Inquiry #3: Videogames, Simulation, and Reality

Super Columbine Massacre RPG is a retro-looking game reenacting the last hours of Eric Harris and Dylan Klebold, as they proceeded to brutally murder a dozen students and injure many more at Columbine High School in 1999, outside of Denver, Colorado.

The game was released anonymously on April 20, 2005, the sixth anniversary of the shootings, and almost immediately sparked a series of controversies which have not died down to this day.

Ian Bogost, a preeminent videogame theorist, has written that the game “is brave, sophisticated, and worthy of praise from those of us interested in videogames with an agenda. The purpose of this game is not to celebrate the events at Columbine, but to attempt to represent them from the perspective of the perpetrators. This is a worthwhile effort, and one truly unique to videogames as a medium.”
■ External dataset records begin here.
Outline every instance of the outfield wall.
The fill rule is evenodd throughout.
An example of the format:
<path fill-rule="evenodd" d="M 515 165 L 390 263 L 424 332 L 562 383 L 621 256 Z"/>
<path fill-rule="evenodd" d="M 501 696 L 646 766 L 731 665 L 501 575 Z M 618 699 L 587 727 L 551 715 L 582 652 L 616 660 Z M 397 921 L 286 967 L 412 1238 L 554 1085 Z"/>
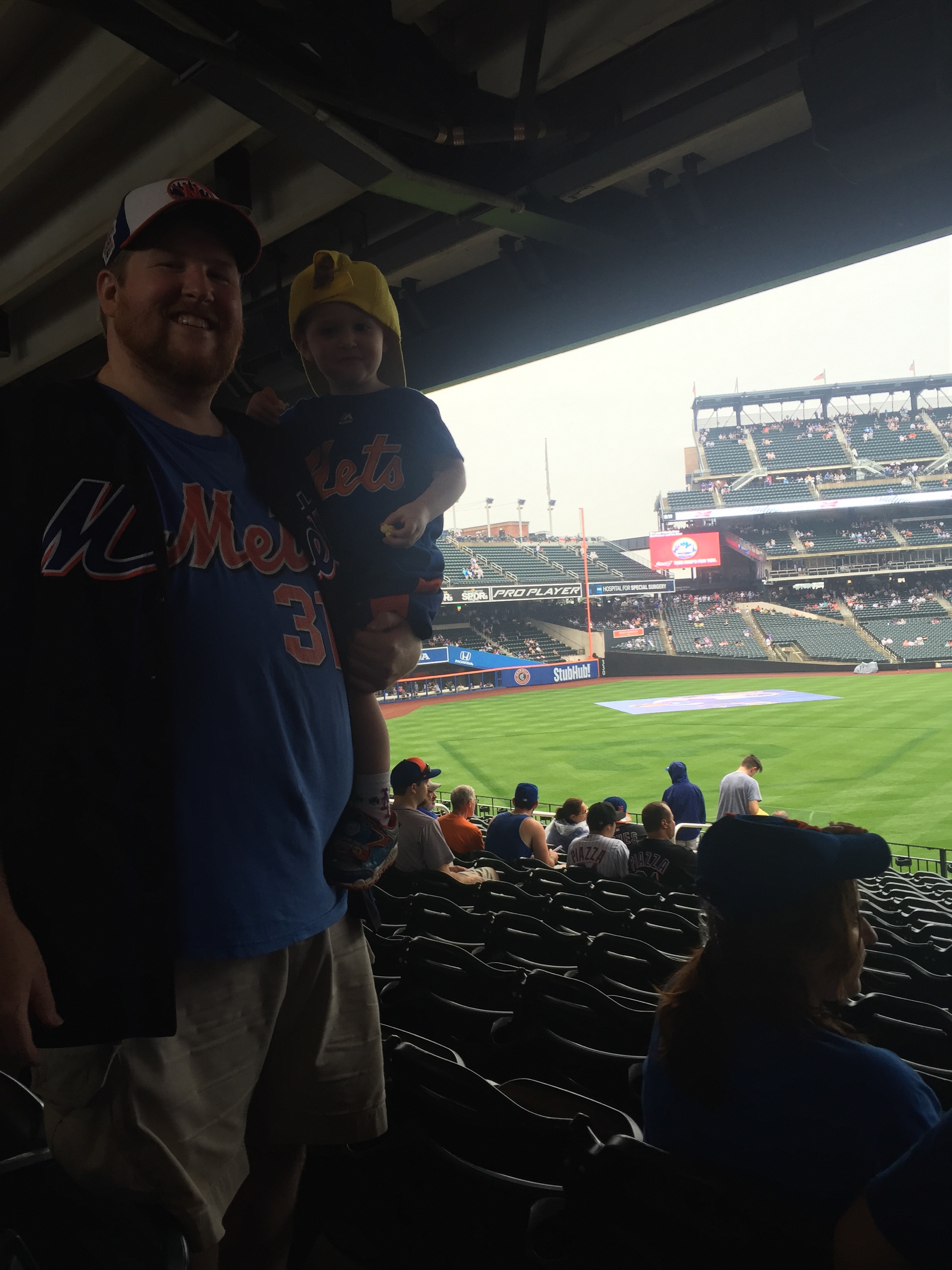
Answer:
<path fill-rule="evenodd" d="M 872 660 L 872 658 L 869 659 Z M 659 657 L 658 653 L 605 652 L 605 674 L 619 678 L 678 674 L 817 674 L 831 671 L 852 671 L 853 662 L 768 662 L 741 657 Z M 901 671 L 901 663 L 878 662 L 881 671 Z M 934 665 L 933 663 L 929 663 Z"/>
For the purposes of this assignment we will assume that Bogost is correct, and that Super Columbine Massacre RPG is worth studying, however appalling, provocative, or sardonic you may find it. You will need to play the game to its conclusion, which should take about an hour, for this assignment. SCMRPG is installed in rooms 340 and 341 in the Johnson Center Lab (be sure to plug in headphones), and you can also download the game (only for PCs).

The heart of this inquiry is a 3-4 page analysis of the way that Danny Ledonne, the once anonymous game designer of SCMRG, incorporates “realia”-real images, music, documents, and other tokens of realism-into this game, and how the realia contributes to the significance or “message” of the game. In the first few minutes of the game alone, the player encounters pixilated references to the real world Doom, MIDI versions of Nirvana’s music, a Marilyn Manson album cover, and still images from a home video that Harris and Klebold filmed.

Please don’t discuss every piece of realia you discover in the game. Instead, focus only on several that you judge to be most important to the game. Aside from the fact that these references were a part of the killers’ lives, why does Ledonne use them? What is the impact of injecting these specific historical documents into the game? Are they used ironically or seriously? What is the dynamic between Harris and Klebold’s relationship with these objects, the game designer’s relationship, the media’s relationship, and the player’s relationship? For example, the Marilyn Mason cover art may mean one thing to Harris and Klebold and something else to the game designer and something else entirely to the media in the aftermath of Columbine.

Your inquiry is due in class on Thursday, April 3.